For many of those who are arrested on suspicion of a DUI, the traffic stop doesn't even start because they are impaired. It starts because of some other driving error that was made, giving the police a reason to pull the car over -- and, perhaps, probable cause to suspect that the driver is drunk. It's only after the stop is made that the officers realize alcohol really may be an issue.
For example, one person swerved out of his lane and was pulled over by police. He'd admittedly had a few beers, but he said that wasn't the reason for the swerve. Instead, he claimed his car pulled to one side naturally, and he'd looked away from the road to text his girlfriend.
It didn't matter. He was still pulled over on suspicion of drunk driving. It's critical for all drivers to know that police can legally pull them over for a whole host of reasons, and any one may be enough to start a DUI stop.

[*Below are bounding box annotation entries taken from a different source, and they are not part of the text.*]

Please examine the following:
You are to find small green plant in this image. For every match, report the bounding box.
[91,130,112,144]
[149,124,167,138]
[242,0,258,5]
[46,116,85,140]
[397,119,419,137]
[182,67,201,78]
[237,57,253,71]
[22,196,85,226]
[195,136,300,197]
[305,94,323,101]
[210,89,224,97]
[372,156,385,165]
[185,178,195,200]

That being said, it is important to note that police cannot stop you randomly just to check and see if you've been drinking. They have to establish probable cause first, in one form or another. This prevents police from simply targeting random drivers who haven't made any mistakes, just because they're driving after the bars close for the night.
Do you think the police had no right to pull you over? If so, whether you'd been drinking or not, you may be able to argue that the initial stop was illegal and all evidence obtained has to be thrown out of court. It's important to know your legal options, to understand why traffic stops are really made, and to be sure your rights weren't violated.